Arrival (Denis Villeneuve, 2016) si inserisce sulla stessa falsariga, riprendendo anche alcuni degli spunti offerti dal classico di Spielberg. Dopo l’improvviso ma pacifico atterraggio di alcune astronavi aliene sulla terra, alla linguista Louise Banks (Amy Adams) è assegnato l’incarico, insieme ad altri esperti, di cercare una forma di comunicazione con gli alieni. È così che Louise, studiando ossessivamente la lingua degli “eptapodi” (così vengono chiamate le creature) sente cambiare la propria mente e, in particolare, la sua percezione del tempo, sino a percepire lo stesso come una ciclica connessione fra passato, presente e futuro. [4] Proprio sull’incomunicabilità iniziale gioca la tensione del film, a causa di una scorretta traduzione (“offrire dono” a “offrire arma”). Ancora una volta l’incontro con un’altra civiltà diventa un’occasione di reciproca comprensione, di riflessione sul dramma dell’incomunicabilità. Alla comunicazione e al rapporto con l’altro si riconnette il nostro modo di vivere il tempo, il cambiamento e il dolore.
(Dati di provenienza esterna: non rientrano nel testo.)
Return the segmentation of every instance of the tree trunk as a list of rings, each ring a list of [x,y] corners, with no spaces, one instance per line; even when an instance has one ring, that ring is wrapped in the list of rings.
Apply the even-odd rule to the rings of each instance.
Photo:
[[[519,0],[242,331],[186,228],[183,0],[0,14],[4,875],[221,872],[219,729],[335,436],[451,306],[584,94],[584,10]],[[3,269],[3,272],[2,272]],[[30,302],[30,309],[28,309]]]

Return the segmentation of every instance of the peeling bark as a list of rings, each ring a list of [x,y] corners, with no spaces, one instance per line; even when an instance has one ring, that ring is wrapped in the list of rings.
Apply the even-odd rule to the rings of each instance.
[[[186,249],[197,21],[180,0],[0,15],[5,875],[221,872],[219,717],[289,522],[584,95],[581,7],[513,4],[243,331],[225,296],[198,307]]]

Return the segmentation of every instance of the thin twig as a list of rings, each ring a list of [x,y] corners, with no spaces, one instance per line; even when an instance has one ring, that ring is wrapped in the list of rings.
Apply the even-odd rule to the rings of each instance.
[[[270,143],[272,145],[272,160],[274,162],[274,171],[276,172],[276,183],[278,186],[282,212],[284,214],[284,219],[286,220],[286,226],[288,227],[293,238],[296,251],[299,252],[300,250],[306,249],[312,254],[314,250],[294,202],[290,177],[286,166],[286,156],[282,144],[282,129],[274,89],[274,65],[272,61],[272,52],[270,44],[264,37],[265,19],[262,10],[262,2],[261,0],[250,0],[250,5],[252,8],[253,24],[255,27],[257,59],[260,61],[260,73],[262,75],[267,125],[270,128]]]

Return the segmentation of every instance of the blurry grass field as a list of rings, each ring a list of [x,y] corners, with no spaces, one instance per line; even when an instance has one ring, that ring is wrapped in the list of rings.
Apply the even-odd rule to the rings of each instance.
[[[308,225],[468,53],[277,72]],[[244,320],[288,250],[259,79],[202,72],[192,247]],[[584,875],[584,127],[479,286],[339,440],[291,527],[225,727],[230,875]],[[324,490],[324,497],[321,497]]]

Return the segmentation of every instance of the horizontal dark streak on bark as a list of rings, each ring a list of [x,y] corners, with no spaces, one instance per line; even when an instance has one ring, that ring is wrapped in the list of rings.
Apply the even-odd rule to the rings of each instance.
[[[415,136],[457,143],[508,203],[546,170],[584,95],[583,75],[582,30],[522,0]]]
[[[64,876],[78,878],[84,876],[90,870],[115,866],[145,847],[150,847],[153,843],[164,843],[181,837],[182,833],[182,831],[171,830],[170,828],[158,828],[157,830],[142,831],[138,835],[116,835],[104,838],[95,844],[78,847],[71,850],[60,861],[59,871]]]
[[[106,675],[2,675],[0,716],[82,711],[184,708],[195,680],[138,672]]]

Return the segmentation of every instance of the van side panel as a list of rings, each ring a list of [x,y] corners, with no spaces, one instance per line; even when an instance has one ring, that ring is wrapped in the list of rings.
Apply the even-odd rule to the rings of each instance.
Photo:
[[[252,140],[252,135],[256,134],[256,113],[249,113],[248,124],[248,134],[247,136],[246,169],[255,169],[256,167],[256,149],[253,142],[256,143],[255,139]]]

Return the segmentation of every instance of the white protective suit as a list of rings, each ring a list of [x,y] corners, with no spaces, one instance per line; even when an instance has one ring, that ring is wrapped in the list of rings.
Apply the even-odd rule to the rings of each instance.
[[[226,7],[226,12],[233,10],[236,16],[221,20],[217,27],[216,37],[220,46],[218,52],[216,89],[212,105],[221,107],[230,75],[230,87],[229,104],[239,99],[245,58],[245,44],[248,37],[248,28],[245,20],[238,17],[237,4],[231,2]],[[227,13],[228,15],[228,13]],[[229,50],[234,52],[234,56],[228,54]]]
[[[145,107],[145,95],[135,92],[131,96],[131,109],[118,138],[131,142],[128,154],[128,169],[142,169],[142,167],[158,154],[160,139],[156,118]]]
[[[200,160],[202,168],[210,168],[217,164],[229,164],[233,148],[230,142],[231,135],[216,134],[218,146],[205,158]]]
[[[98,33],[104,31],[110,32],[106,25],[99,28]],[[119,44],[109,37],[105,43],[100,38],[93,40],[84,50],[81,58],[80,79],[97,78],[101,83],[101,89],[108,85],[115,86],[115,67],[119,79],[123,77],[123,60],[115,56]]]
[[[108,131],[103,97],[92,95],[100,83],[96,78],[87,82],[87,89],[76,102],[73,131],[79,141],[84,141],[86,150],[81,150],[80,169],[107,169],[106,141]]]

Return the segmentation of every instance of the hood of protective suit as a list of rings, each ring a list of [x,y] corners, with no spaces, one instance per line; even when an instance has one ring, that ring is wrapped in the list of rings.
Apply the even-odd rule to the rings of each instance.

Questa piccolissima e modesta sintesi all’interno di una galassia molto ampia (so bene che sono tanti e importanti i film non citati) potrebbe già mostrare come un diverso approccio alla diversità, basato su un principi di tolleranza e ricerca dell’altro, sia oggi molto più presente che in passato. Allo stesso tempo, tuttavia, ci dimostra anche come un certo tipo di sensibilità non sia necessariamente legata ai tempi, vedendo anche in una cinematografia precedente i semi delle attuali tendenze. Ma quello che potrebbe rivelarsi ancora più stimolante, se non a tratti addirittura commovente, è come si possa arrivare a una rilettura della stessa visione dell’uomo attraverso la compassione dimostrata dagli alieni portatori di doni. “Klaatu, Barada, Nikto!”, si dice nel classico di Wise per bloccare l’azione distruttrice del robot Gort, una seconda possibilità concessa all’uomo dall’aliena pietà.

Andrea Faraci


[1] Impossibile dilungarsi ulteriormente sugli altri film appena accennati, come Starship Troopers (Paul Verhoeven, 1997), dove si mostra proprio il gioco possibile fra la retorica militarista legata agli insetti alieni, presentati come aggressori, e utile a celare invece il reale intento colonialista dell’uomo.
[2] Credo sia interessante notare che il tema della diversità, e della reazione ostile a quest’ultima, non è estraneo a Wood, autore, fra gli altri, del famoso Glen or Glenda (1953).
[3] Il fatto che il personaggio dello scienziato impegnato a coordinare le operazioni di studio, ricerca e comunicazione con gli alieni sia interpretato da un regista offre una serie di spunti e significati più che evidenti.
[4] L’idea si basa sulla cosiddetta “Ipotesi di Sapir-Whorf” (o “ipotesi della relatività linguistica”), secondo la quale lo studio di una lingua riuscirebbe a influenzare in modo profondo lo sviluppo cognitivo e il modo di pensare di un soggetto.